About Utah: His business is fun, games and sportsmanship

Published: Monday, Dec. 2 2013 7:00 a.m. MST

Rob Cuff, executive director of the Utah High School Activities Association, at the 2013 state football championships at Rice-Eccles Stadium, Nov. 14, 2013.

Tom Smart, Deseret News

MIDVALE — Among his earliest memories are bus rides on road trips with his dad, Bob, who taught math, science and P.E. and coached basketball and baseball for 38 years. His mother, Vicki, was also a career educator.

He participated in sports and music at Richfield High School, including playing on state championship football and basketball teams his junior year. He graduated in English from BYU and proceeded to teach English and coach at Mountain View High School in Orem, where his basketball teams won two state championships in seven years.

While he taught and coached, he earned a master's degree in education and served as an athletic administrator for the Bruins, one of the largest 5A schools at the time. Furthermore, he moonlighted as a football official, refereeing three state high school championship games.

With that history, is it any wonder that Rob Cuff would wind up running the Utah High School Activities Association?

He’s been executive director of the organization since 2009, following an eight-year apprenticeship as an assistant director. At 46, Cuff still qualifies as one of the youngest leaders of a state association in the country, but his lifelong immersion in virtually every aspect of high school sports also qualifies him as one of the most experienced.

In a conversation with the Deseret News, Cuff talked about the relationship among sports, activities and high schools, and offered his opinions and views on the current challenges that relationship faces.

DN: Thank you for your time today and agreeing to talk with us. Given your background, is it fair to say this is your dream job?

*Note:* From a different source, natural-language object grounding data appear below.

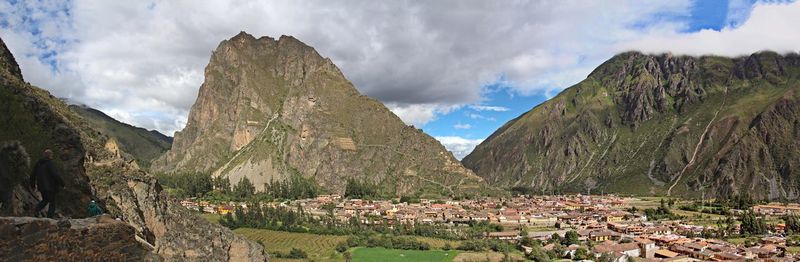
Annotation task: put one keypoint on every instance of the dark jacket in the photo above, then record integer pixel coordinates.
(45, 176)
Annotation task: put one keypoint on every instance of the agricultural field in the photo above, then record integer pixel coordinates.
(213, 218)
(396, 255)
(318, 247)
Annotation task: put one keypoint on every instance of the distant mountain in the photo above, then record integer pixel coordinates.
(659, 125)
(142, 144)
(154, 225)
(270, 109)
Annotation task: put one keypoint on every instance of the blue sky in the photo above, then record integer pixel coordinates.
(472, 124)
(457, 69)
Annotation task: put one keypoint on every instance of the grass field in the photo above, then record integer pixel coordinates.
(213, 218)
(318, 247)
(396, 255)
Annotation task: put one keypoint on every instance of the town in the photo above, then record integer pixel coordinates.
(603, 225)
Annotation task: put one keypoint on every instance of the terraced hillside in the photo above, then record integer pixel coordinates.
(271, 109)
(659, 125)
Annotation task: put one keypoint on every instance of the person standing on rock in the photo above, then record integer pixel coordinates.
(48, 181)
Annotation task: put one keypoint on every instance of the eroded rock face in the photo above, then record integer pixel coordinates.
(658, 125)
(175, 233)
(269, 109)
(92, 168)
(94, 239)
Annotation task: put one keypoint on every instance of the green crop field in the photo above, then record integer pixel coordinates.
(318, 247)
(392, 255)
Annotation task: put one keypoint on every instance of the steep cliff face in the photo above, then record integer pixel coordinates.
(94, 239)
(658, 125)
(270, 109)
(90, 164)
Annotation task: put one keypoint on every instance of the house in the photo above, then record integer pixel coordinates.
(602, 235)
(628, 249)
(225, 209)
(665, 253)
(726, 256)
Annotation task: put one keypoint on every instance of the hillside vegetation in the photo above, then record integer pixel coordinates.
(659, 125)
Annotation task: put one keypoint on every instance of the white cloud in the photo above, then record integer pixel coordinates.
(489, 108)
(147, 58)
(460, 146)
(479, 116)
(770, 27)
(462, 126)
(419, 114)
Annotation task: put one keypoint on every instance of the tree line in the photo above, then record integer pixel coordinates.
(203, 185)
(282, 218)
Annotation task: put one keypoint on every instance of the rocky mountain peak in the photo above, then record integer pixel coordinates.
(271, 109)
(672, 124)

RC: Well, it was a very tough decision for me to leave high school coaching, so that was difficult. But when the UHSAA decided to add another assistant in 2001 I knew those kinds of jobs didn’t open up that often. I decided to apply, and if I was offered the job I’d be willing to give up coaching. And that’s what happened. It’s turned out to be a really natural fit for me. Everything about it is in my blood, I guess you could say.

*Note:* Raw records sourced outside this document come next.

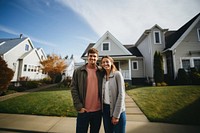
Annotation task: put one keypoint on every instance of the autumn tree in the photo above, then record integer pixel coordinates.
(6, 75)
(53, 66)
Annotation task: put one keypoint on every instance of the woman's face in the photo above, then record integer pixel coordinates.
(106, 64)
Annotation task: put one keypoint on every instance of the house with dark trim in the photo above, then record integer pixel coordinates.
(22, 57)
(180, 49)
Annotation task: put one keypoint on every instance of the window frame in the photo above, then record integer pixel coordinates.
(102, 46)
(198, 33)
(134, 65)
(26, 47)
(159, 37)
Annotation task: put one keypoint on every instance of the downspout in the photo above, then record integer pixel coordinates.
(129, 63)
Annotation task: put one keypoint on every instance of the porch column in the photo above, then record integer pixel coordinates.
(129, 66)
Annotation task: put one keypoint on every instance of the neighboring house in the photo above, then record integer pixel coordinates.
(180, 49)
(68, 72)
(22, 58)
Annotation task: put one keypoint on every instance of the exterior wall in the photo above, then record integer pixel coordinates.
(146, 50)
(114, 49)
(189, 43)
(12, 56)
(139, 73)
(33, 62)
(147, 47)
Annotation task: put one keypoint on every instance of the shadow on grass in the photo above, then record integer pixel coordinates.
(55, 88)
(190, 115)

DN: What aspect of it do you enjoy most?

RC: The relationships and the state tournaments. The relationships you get to develop and enjoy with administrators, officials, coaches, students, that really is the best part of the whole job. And being able to administer and supervise tournaments, for a lot of people it’s as good as Christmas. I remember as a young kid the week of the state (basketball) tournament going to BYU, riding the bus, getting out of school, following my dad around. Our family looked forward to that as much as we did Christmas. I still do. And now I can go to all of them. I get to be a part of the excitement over and over again.

DN: And the least enjoyable?

RC: The good and bad news of high school activities is that everyone has a passion, and when you have to make a decision there’s always going to be a division. Whatever it is, from realignment to transfer rules to the format and sites of the state tournaments, whatever decision is made, many will agree and many will disagree. No matter what is decided, based on our bylaws and policies, there will be some who support that and some who don’t. That is the most difficult part of the job, to balance everyone’s passion for high school activities.

DN: So, you need a thick skin for this job?